Quando falamos em explorar Marte, pensamos logo em foguetes, habitats, água congelada e busca por vida. Mas existe um obstáculo menos óbvio — e potencialmente crítico — escondido na física fundamental do universo: o tempo. Um novo estudo mostrou que o ritmo do tempo em Marte não apenas difere do terrestre, como também varia de forma complexa, criando um problema real para qualquer tentativa de coordenação entre dois planetas.
Um segundo nem sempre é só um segundo

Uma das intuições mais arraigadas do nosso cotidiano é a de que o tempo flui da mesma forma em qualquer lugar. Um segundo aqui seria igual a um segundo em Marte. Só que não. Pesquisadores do National Institute of Standards and Technology (NIST) demonstraram que um relógio atômico posicionado na superfície marciana adiantaria, em média, 477 microssegundos por dia em relação a um relógio idêntico na Terra.
Para a vida comum, essa diferença é irrelevante. Mas, para sistemas de navegação, sincronização de satélites, comunicação de dados ou controle de veículos robóticos a milhões de quilômetros de distância, esse descompasso pode causar erros graves.
Marte acelera o tempo — e ainda o distorce
O dado mais intrigante do estudo é que esse avanço diário não é constante. A órbita de Marte é bem mais excêntrica do que a da Terra, o que faz com que o ritmo do tempo no planeta varie ao longo do ano. Em determinados períodos, o desvio pode aumentar em até 226 microssegundos adicionais por dia.
Segundo Bijunath Patla, um dos autores do estudo, o problema envolve múltiplos corpos gravitacionais ao mesmo tempo. Sol, Terra, Lua e Marte interagem de forma contínua, criando um sistema dinâmico em que o tempo sofre pequenas acelerações e desacelerações previsíveis apenas com modelos relativísticos de alta precisão.
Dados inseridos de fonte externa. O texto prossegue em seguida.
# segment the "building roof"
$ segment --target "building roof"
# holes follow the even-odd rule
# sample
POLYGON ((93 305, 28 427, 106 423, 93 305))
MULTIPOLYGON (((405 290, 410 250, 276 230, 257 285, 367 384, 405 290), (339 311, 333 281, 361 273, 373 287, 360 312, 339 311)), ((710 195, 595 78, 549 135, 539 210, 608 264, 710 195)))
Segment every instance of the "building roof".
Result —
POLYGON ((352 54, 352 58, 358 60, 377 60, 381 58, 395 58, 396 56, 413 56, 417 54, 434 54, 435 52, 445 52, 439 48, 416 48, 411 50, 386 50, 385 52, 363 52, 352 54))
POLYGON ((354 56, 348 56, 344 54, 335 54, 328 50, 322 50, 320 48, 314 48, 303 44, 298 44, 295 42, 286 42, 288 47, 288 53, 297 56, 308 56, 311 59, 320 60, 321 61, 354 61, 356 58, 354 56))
O micro se transforma em macro com o passar dos anos
É aqui que o problema deixa de parecer abstrato. Somando esse pequeno adiantamento ao longo do tempo, os efeitos se acumulam. Pelos cálculos dos pesquisadores, uma pessoa que vivesse 50 anos em Marte retornaria à Terra com cerca de nove segundos de diferença temporal em relação a alguém que tivesse permanecido aqui.
Embora simbólico do ponto de vista humano, esse acúmulo seria devastador para sistemas automáticos. Satélites fora de sincronia, erros de posicionamento e falhas de comunicação seriam praticamente inevitáveis sem correções constantes.
A relatividade geral explica — e complica

Tudo isso é consequência direta da relatividade geral. Quanto menor a gravidade, mais rápido o tempo passa. Quanto diferente a velocidade orbital, mais o ritmo se altera. Marte tem cerca de cinco vezes menos gravidade que a Terra e uma órbita bem distinta, o que lhe confere um “pulso temporal” próprio.
Para chegar a esses valores, os cientistas definiram um ponto de referência na superfície marciana equivalente ao nível do mar terrestre. A partir daí, integraram dados de gravidade, velocidade orbital, excentricidade e perturbações gravitacionais. O resultado é o modelo mais preciso já criado para o tempo em Marte, publicado no The Astronomical Journal.
Um alerta para a infraestrutura interplanetária
O físico Neil Ashby, que também participou da pesquisa, deixou um recado claro: se redes terrestres como o 5G já exigem sincronizações com precisão inferior a um décimo de microssegundo, imaginar uma infraestrutura marciana sem levar essas diferenças em conta seria um erro grave.
Antes mesmo de existirem cidades ou bases permanentes em Marte, será necessário desenvolver um sistema próprio de referência temporal — uma espécie de “hora marciana” ajustada continuamente às leis da relatividade.
Entender o tempo também é explorar Marte
Mais do que uma curiosidade científica, o estudo deixa claro que explorar Marte de forma sustentável exige compreender não apenas sua geologia ou seu clima, mas também o modo como o tempo se comporta ali. Comunicação entre planetas, redes de navegação, coordenação de missões e presença humana dependem disso.
Como resumiu Patla, ninguém sabia exatamente como o tempo fluía em Marte até agora. A partir deste estudo, fica evidente que, para viver fora da Terra, será preciso aprender a conviver com relógios que não batem no mesmo ritmo que os nossos.